Поскольку ХУДОЖНИК был давно уничтожен, а базовые ценности русской культуры остались, то удары были направлены на основные опоры этих ценностей: православие, древнерусское культурное наследие, великую русскую литературу (достаточно вспомнить, «биенального» Л.Н. Толстого, обгаженного курами) и главную опору - образ России, которая несмотря на все лишения по-прежнему продолжает поставлять всему миру выдающихся людей во всех областях человеческой деятельности.
Целая серия выставок «Острожно, религия!», рубка топорами православных икон на международной выставке в Москве, скотоложество и публичный онанизм в присутствии детей у основании храма Христа Спасителя, Собака Кулика, а также господин Ерофеев с его потугами выдать низкопробные карикатуры за искусство — изрядная лепта во внедрение разрушительного вируса глобализма.
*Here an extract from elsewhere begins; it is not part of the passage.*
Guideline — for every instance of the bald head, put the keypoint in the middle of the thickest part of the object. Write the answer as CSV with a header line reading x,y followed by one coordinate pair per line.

Неслучайно в самом начале либеральных реформ актуалисты присваивают «Чёрный квадрат» и покрывают им Красную площадь. Таким образом они заявляют о своих планах на будущее – покрыть чёрным покрывалом всю страну, чтобы старые корни не пустили ни одного побега. Сегодня эти планы осуществлены: созданы необходимые институты, утвердившие отсутствие возможностей воскресения ХУДОЖНИКА и констатирующие полную победу актуального «арта», победу интеллектуального ёрничества, победу клонированных западных сэкенхендовских идей, победу импотенции и неспособности творить собственное искусство, рождать собственные мысли, возродить собственное мироощущение и, в конце концов, воссоздать собственные ценности, которые были бы необходимы всем.